I’ve been collecting ideas here and there for an overdue acknowledgement of poetry in our reading . . . plenty of poetry we can chat about one day soon. I discovered this more unorthodox approach to the poem today and just had to share. I love it when someone plays outside the lines!

Austin Kleon was a writing student suffering from writer’s block when he was inspired to take a black marker and stroke out words in an old newspaper. The words he chose to leave visible became his poetry. The hundreds of poems he created while commuting to work on the bus have been collected in the volume, Newspaper Blackout.

I have a few favourites (many available to read or even buy as posters on Austin’s website) but this one is particularly sweet. Especially when you read its source below.

How it works: I will give you whatever you want for all the cartwheels you're doing for me.
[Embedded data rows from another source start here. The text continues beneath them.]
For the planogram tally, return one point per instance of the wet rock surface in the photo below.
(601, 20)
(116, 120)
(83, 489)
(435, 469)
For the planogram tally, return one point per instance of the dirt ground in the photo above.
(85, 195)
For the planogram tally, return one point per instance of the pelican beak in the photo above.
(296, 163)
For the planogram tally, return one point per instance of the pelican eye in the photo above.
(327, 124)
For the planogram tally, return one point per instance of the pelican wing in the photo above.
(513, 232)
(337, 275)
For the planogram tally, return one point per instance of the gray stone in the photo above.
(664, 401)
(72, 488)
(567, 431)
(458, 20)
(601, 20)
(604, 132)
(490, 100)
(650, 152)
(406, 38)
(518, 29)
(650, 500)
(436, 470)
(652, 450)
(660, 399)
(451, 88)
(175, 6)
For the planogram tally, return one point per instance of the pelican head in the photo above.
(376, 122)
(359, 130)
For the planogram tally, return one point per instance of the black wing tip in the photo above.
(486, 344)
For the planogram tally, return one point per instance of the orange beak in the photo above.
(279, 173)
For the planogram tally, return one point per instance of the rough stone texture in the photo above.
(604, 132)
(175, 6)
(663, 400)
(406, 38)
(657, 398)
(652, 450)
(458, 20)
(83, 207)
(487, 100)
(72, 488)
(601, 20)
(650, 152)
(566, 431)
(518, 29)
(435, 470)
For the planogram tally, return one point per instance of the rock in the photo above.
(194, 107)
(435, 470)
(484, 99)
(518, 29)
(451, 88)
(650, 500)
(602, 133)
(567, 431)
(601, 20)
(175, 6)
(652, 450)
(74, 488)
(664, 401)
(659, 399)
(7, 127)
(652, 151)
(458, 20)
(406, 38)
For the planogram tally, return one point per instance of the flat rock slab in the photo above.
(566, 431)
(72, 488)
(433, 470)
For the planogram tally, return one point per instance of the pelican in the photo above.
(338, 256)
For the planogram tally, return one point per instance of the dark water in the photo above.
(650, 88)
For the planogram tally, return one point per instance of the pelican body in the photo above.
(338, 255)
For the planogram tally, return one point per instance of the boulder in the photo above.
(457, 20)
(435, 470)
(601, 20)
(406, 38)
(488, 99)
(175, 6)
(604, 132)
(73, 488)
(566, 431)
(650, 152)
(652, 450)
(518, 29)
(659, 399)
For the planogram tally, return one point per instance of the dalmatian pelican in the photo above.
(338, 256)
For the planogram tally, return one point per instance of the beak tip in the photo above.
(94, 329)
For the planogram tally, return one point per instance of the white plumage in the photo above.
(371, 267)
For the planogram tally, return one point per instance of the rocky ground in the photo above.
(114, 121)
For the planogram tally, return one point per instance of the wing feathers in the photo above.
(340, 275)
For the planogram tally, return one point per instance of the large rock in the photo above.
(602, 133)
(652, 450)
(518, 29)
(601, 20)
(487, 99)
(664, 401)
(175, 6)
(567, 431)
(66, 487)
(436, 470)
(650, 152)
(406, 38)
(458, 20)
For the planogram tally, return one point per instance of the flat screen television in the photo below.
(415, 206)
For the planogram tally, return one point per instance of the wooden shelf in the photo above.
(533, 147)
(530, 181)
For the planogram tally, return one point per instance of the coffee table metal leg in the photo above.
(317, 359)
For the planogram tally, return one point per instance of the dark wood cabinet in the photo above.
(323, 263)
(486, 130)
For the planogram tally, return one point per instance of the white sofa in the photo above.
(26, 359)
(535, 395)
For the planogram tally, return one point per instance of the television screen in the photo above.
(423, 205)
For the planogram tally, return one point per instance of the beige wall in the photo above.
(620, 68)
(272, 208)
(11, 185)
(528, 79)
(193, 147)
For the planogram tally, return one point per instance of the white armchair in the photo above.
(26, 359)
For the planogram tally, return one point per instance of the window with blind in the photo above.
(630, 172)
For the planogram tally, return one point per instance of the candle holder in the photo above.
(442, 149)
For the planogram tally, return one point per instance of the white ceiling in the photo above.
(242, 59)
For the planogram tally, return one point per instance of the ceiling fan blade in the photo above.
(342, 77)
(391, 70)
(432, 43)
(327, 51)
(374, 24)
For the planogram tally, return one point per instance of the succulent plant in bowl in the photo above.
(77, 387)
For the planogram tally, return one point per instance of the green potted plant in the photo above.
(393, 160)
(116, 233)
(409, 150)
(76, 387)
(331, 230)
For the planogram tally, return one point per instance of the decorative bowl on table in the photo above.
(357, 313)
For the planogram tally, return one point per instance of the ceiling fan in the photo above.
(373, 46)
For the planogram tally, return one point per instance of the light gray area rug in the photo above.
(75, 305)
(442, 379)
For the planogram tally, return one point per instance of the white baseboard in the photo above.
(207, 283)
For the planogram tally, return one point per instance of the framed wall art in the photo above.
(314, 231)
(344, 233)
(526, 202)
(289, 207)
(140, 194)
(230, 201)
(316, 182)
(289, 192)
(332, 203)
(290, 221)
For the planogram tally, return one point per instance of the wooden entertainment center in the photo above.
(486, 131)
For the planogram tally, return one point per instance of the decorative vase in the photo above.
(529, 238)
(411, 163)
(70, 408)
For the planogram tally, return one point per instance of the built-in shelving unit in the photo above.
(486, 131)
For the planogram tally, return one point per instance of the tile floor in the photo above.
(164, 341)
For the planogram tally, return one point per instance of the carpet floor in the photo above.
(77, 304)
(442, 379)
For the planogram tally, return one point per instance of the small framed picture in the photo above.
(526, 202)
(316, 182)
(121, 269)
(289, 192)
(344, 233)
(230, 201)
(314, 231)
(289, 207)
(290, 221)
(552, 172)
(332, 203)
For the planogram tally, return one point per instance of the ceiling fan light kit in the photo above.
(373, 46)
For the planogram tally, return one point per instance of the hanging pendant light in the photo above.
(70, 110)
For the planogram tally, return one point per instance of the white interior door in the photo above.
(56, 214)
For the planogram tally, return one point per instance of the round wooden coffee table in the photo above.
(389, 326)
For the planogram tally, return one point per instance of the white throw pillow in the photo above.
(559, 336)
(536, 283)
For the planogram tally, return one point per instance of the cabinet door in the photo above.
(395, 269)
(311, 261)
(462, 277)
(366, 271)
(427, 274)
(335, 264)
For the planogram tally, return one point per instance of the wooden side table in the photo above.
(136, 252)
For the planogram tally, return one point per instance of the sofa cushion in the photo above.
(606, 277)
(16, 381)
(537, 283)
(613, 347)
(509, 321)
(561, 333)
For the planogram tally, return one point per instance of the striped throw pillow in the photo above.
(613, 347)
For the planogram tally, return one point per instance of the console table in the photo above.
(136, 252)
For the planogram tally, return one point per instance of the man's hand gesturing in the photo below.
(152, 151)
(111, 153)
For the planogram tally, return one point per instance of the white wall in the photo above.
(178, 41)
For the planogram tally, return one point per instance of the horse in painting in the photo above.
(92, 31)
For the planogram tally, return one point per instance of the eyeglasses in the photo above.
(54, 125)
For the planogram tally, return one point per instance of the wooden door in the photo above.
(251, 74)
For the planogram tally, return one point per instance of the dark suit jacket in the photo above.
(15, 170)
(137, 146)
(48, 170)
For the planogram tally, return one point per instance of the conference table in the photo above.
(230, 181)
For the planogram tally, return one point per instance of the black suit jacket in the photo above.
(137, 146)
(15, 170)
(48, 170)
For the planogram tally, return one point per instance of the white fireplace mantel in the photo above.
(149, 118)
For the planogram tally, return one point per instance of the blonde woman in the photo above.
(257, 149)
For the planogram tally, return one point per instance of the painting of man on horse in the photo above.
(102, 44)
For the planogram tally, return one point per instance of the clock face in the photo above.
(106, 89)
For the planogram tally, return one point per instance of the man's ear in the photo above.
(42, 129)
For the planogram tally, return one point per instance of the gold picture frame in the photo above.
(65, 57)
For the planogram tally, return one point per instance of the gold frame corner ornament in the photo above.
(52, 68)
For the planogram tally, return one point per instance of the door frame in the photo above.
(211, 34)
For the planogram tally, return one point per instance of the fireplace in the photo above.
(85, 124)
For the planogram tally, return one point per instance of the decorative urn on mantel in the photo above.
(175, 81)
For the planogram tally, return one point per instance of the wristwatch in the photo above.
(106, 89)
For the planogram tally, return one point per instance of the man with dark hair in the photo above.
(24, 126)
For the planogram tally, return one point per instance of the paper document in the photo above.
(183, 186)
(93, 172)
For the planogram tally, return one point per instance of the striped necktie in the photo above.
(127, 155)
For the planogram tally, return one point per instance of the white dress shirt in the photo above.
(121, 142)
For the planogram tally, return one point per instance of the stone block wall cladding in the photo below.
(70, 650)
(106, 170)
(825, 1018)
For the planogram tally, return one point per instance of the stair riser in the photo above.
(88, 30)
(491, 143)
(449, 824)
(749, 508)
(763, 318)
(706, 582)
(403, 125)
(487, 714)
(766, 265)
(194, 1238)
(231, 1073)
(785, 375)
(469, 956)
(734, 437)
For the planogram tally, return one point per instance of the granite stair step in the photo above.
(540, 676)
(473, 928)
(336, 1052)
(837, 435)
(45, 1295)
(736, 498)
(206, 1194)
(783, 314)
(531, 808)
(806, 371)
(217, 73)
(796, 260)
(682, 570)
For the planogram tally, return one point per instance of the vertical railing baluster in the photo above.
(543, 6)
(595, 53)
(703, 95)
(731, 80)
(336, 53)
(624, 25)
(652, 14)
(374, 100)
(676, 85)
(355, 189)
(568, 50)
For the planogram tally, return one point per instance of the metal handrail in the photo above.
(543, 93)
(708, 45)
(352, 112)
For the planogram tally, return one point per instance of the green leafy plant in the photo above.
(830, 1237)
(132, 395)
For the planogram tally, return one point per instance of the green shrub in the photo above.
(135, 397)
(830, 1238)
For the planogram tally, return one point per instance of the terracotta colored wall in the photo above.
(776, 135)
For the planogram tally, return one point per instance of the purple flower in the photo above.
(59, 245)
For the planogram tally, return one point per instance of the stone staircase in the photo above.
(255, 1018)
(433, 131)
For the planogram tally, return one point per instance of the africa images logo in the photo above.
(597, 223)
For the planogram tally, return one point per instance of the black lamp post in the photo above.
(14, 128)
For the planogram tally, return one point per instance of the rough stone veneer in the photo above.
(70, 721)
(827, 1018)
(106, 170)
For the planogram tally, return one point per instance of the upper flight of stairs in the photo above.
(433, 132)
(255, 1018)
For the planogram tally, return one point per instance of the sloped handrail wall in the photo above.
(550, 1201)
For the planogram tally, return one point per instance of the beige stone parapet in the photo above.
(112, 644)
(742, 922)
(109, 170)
Kleon’s personal comment about his poem:  “How It Works” is part of my ongoing series of Newspaper Blackout Poems: poetry made by taking an article from The New York Times and blacking it out with a Sharpie marker, leaving only a few choice words behind. It’s rare that I find poetry in the business section, but this one came from an article about hedge fund investing. Like many of my poems, it’s about my wife.

Do visit the website and feel inspired. You never know – a rainy weekend ahead might involve a Sharpie and the recycled weekend papers!